Butterfly
Millefeuilles


Summary: An unexpected encounter during Lois’s night at the Opera with Lex pushes her towards some self-awareness and leads to a revelation for Clark.


Part 1 is HERE

********

Sandrine didn’t reach her apartment till two in the morning, after three aborted leave-takings from Stéphane interlaced with kisses and a promise that they would meet on the morrow for a late brunch.

She felt weary and yet, curiously alert. Rewinding the events of the evening as she would do a movie, her mind kept playing out some scraps of the very… interesting… conversation that had taken place with Luthor and Lois Lane.

Lois Lane…

Since Clark had joined the Daily Planet, Sandrine had bought issues of the newspapers, eager to read the work of the star reporter Clark admired so much and to keep track with her friend’s work. Indeed, Lane was good. Her writing showed obstinacy in her various quests, hard-hitting quality and a dazzling energy that many of her colleagues would be inspired to emulate. However, Sandrine admitted she much preferred the articles published under the ‘Lane & Kent’ byline.
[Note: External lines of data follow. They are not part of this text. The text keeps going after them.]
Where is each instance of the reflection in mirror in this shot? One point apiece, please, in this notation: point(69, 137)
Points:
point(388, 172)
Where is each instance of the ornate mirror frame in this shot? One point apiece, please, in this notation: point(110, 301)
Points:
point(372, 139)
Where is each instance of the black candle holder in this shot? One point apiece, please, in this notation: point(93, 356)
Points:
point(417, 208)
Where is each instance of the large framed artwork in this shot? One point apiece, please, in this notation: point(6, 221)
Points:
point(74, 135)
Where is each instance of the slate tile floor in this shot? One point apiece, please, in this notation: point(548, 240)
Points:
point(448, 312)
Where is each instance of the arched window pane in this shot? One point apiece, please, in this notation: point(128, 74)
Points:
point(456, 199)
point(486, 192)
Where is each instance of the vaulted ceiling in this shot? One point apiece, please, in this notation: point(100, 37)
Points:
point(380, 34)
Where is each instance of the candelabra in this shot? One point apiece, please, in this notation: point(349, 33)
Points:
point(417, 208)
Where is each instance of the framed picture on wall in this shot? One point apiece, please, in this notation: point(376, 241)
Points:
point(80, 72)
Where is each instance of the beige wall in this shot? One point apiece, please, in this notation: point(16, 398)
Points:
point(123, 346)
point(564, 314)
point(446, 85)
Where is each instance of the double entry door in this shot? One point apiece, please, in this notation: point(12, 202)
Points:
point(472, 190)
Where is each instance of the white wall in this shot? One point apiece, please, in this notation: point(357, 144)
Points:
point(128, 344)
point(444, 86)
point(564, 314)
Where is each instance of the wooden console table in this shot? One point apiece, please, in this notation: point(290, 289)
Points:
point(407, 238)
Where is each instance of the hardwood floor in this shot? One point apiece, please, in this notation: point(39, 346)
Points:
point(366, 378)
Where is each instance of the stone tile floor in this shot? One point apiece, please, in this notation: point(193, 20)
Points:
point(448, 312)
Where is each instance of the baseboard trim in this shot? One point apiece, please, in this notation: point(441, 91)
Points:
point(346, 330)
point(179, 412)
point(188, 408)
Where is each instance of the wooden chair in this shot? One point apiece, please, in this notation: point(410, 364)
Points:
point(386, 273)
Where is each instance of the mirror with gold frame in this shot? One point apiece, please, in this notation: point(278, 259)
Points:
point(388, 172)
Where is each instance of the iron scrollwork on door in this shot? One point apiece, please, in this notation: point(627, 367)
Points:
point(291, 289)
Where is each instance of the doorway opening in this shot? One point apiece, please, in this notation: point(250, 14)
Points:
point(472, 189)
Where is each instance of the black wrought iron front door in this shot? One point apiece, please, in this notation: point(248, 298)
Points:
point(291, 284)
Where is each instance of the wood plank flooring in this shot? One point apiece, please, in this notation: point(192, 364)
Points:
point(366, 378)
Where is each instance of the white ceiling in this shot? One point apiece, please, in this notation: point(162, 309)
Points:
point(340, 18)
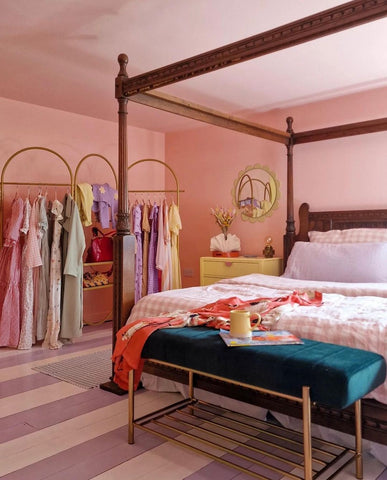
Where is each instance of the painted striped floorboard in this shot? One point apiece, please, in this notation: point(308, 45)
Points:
point(51, 430)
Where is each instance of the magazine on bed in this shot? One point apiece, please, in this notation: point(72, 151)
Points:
point(261, 337)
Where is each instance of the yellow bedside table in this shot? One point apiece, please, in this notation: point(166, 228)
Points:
point(213, 269)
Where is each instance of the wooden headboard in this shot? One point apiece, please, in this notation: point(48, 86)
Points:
point(338, 220)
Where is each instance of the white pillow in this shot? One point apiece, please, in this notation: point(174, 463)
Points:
point(344, 262)
point(352, 235)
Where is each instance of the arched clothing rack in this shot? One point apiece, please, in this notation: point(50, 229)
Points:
point(90, 155)
point(42, 183)
point(176, 190)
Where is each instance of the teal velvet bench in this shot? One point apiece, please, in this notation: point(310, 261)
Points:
point(322, 373)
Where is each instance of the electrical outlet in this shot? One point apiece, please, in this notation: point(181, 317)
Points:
point(187, 272)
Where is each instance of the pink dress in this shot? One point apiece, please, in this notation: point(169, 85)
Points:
point(10, 278)
point(30, 259)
Clark’s compassionate accuracy and Lois’s hard-hitting punch balanced themselves perfectly.

Not that Clark wasn’t a fantastic writer. Sandrine recalled that even in 1991 he had shown more than great promise; he had delivered results. At the time, her ‘American brother’ was an unknown freelance writer looking for a permanent job; she was an aspiring documentarist. They had both realized their goals, and their friendship had flourished in the following years, after an unfortunate hiatus brought by a misunderstanding…

Nevertheless, there was one crossed signal Sandrine hadn’t been eager to smooth. It had taken years, but Sandrine had finally guessed that her friend was also known as Superman; still, she hadn’t disclosed her knowledge to him. What use would it serve, apart from worrying him? Yet, in her epiphany, Sandrine had guessed that Clark had left France because he feared discovery, not because he wanted to break all ties with her. This was all that mattered. Her other questions, Sandrine smothered them along with all her suppositions, knowing that they wouldn’t be answered for a while. If ever.

But tonight was another night. Worry creasing her brow, she slumped in her couch, playing with her address book, opening and closing it at the “K” page.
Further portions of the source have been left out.